Dient der technische Fortschritt wirklich noch der Verbesserung unseres Lebens oder steht er nicht im Wesentlichen im Dienste der Industrie und insbesondere der Waffenindustrie? Und was ist mit dem Wissen, das durch permanente Forschung wächst? Befinden sich nicht weite Felder der naturwissenschaftlichen Forschung ebenfalls in der Hand der Industrie, die so ihren Bedarf nach neuen Medikamenten deckt, die in erster Linie Folgen und Symptome behandeln, statt auf Prävention zu setzen? Was ist uns eigentlich noch heilig im 21. Jahrhundert? - Heilig im Sinne von Heil bringend und uns verbindend mit Gott, so dass es uns daran erinnert, wer wir wirklich sind und woher wir kommen. Wenn man sich die gegenwärtigen Entwicklungen anschaut, dann kann man ernsthaft bezweifeln, dass die Menschheit wirklich bereit ist für eine Synthese aus Glauben und Wissen, die zugleich inspiriert und motiviert. Charakterbildung im Sinne einer aufgeklärten und dennoch spirituellen Suche nach dem Sinn ist ein anspruchsvolles Unterfangen, das viel Disziplin, aber auch Offenheit, Neugier und Klarheit erfordert. Wer ist noch bereit dazu im Angesicht der modernen Varianten von „Brot und Spielen“  wie Fernsehen, Internet, Computerspielen, Pornographie, die uns nicht nur mit neuen virtuellen Welten versorgen, sondern im Sekundentakt immer gleich die nächste Sensation zu bieten haben? Doch mit der Zeit lernen wir, dass uns diese „Abenteuer“ vom wirklichen Leben ablenken. Sie entfernen uns mehr und mehr von einem selbstbestimmten Leben und echter spiritueller Erfahrung, denn wir haben in der Zwischenzeit verlernt, genauer hinzuschauen oder hinzuhören, um Gottes Gegenwart zu spüren.

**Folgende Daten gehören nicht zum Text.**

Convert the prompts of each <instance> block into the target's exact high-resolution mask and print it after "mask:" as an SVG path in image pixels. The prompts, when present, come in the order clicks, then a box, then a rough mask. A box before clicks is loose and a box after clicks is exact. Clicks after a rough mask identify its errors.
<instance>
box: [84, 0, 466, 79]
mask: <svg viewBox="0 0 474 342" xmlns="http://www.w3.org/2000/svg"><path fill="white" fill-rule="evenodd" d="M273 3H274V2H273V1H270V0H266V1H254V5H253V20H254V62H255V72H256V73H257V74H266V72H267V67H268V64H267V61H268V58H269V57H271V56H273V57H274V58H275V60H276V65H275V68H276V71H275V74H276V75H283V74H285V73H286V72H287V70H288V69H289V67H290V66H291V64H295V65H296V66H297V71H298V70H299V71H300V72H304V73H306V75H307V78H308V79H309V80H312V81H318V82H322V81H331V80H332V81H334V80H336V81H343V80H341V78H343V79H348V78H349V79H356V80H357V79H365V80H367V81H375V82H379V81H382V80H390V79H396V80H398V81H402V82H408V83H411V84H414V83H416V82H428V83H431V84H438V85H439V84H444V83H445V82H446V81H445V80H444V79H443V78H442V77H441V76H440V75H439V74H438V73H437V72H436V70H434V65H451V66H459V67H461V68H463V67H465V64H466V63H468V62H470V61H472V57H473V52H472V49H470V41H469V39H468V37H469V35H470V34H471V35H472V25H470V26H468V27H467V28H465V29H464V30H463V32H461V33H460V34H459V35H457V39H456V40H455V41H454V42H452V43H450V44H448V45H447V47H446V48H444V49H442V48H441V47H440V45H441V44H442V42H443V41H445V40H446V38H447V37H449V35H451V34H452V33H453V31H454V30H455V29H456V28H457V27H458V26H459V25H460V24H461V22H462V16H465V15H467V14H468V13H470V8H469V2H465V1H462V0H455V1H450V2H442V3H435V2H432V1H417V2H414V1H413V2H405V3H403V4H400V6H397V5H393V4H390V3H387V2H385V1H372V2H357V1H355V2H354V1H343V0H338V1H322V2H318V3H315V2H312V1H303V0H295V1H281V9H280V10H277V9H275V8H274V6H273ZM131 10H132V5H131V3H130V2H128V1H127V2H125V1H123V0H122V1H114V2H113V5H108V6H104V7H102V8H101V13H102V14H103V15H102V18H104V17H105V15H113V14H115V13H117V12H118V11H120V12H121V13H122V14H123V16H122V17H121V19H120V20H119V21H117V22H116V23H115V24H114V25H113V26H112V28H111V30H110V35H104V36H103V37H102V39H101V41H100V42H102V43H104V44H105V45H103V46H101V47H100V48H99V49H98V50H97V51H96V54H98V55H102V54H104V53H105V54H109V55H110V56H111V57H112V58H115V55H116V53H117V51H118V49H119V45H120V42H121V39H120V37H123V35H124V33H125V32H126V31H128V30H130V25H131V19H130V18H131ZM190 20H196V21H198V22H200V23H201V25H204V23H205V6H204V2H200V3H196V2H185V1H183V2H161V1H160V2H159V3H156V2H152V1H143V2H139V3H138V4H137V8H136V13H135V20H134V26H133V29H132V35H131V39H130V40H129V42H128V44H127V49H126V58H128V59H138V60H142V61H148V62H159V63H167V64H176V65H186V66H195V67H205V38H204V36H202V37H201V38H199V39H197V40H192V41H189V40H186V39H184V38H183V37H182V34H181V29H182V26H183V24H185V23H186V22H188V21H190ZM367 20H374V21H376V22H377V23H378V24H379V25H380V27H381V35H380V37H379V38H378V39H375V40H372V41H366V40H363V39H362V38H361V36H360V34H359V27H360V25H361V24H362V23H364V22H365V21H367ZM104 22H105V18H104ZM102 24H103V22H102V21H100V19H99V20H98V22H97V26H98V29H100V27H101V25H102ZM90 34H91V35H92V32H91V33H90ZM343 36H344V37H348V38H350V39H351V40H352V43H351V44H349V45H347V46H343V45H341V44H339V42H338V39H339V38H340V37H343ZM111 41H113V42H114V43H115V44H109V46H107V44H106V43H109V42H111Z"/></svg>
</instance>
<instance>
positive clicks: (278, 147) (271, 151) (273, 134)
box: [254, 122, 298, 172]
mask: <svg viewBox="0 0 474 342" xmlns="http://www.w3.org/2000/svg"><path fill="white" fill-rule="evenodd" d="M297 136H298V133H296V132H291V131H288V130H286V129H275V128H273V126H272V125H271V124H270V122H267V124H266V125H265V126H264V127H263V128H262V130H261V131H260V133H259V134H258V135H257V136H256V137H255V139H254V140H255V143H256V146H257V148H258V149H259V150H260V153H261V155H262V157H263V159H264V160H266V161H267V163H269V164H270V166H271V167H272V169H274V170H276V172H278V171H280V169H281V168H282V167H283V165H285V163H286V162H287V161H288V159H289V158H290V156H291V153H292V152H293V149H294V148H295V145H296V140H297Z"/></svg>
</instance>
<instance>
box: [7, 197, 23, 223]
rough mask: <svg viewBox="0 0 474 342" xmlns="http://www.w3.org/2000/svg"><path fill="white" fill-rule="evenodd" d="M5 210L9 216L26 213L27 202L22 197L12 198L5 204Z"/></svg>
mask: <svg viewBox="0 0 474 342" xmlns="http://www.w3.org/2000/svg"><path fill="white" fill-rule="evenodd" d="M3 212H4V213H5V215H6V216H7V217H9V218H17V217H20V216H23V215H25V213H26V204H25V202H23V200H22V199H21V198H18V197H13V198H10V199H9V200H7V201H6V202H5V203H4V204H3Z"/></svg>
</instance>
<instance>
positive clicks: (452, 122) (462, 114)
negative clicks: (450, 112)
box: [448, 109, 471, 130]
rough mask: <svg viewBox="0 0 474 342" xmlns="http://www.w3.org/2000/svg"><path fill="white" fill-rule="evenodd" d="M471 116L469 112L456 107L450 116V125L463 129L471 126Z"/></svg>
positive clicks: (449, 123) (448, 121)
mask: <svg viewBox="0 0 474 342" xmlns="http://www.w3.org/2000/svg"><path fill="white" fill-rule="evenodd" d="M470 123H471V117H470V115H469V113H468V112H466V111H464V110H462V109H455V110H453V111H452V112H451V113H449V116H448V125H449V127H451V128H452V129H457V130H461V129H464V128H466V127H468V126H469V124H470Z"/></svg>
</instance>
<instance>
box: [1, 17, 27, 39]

Vorstellungen ändern sich - aber die Transzendenz des Göttlichen bleibt
500 Jahre nach der Reformation scheint es an der Zeit daran zu erinnern, dass Glauben und spirituelle Praxis sich der allgemeinen Entwicklung nicht verschließen dürfen und können, um weiter gelebt werden zu können und den Menschen in seiner Suche nach den letzten Antworten zu unterstützen. Eine Synthese aus Glauben und Wissen ist möglich, denn Wissenschaft basiert auch nur auf Hypothesen und technischer Fortschritt zeigt uns letztlich doch nur auf, dass sich die Grenzen des Machbaren verschieben, ohne jedoch die Transzendenz des Göttlichen in Frage zu stellen, außer vielleicht unsere eigenen Vorstellungen davon.